I think that I always bring up my mom because she has had the most lasting impact on me and continues to do so. My parents are originally from Korea, and I feel like they were also of a generation where they felt that they had to assimilate, assimilate, assimilate. Because of that, identity slowly gets erased. And I grew up in a homogenous, particularly in elementary and middle school, population. So I feel like anyone whose cultural identity is exoticized or othered, you have this very fraught relationship with one’s personal identity. But my mom was always very celebratory about it. The first time I ever went to Korea, I thought I was going to my peoples, my homeland. I was incredibly excited because I felt the US was this weird ambiguous space of kind of being other but kind of accepted but in this weird grey zone. So I was excited to go to my homeland but it was a completely different experience. I didn’t speak the language, I dressed differently, I behaved differently, so I actually had a lot of tense exchanges with people in Korea. So this kind of refusal of acceptance was really devastating to me.
After having a lot of conversations with my mom about not feeling like I have a place or an identity, I don’t really belong in the States and I don’t really belong in Korea. But she told that it’s not this void of an identity, what you’re doing is actually expanding what identity can be and look like, and that’s actually a beautiful thing. That is something that has continued to stay with me. So that was 16 years ago in Korea, and I actually just went last month for work but also to visit family and reconnect with my cultural roots. A little bit worried about being another ‘other’, but this time was really different. The one thing I really noticed, oddly, was how many figs and dates were in Korean foods. Also thinking about hybridity of identity and culture, I also think food is really representative of that as well because you can see in each food and dish the differences but also the through lines.

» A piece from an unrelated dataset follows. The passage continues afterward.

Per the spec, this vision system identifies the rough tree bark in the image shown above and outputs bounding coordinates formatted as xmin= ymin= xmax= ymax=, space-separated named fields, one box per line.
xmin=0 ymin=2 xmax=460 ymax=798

For example, my mom told me that the first time she traveled in the United States she was so shocked that every culture has a form of dumpling. So it’s incredible to see these cross cultural exchanges, through trade of ideas through food. So when I saw those dates it really reminded me of that experience with having these conversations with my mom, going back to Korea for the first time as a cognizant human and then returning again -- it was a really amazing experience that I will cherish. Which is why I bought store-made -- store-bought -- dates from Trader Joes. It’s also one of my favorite foods of all time.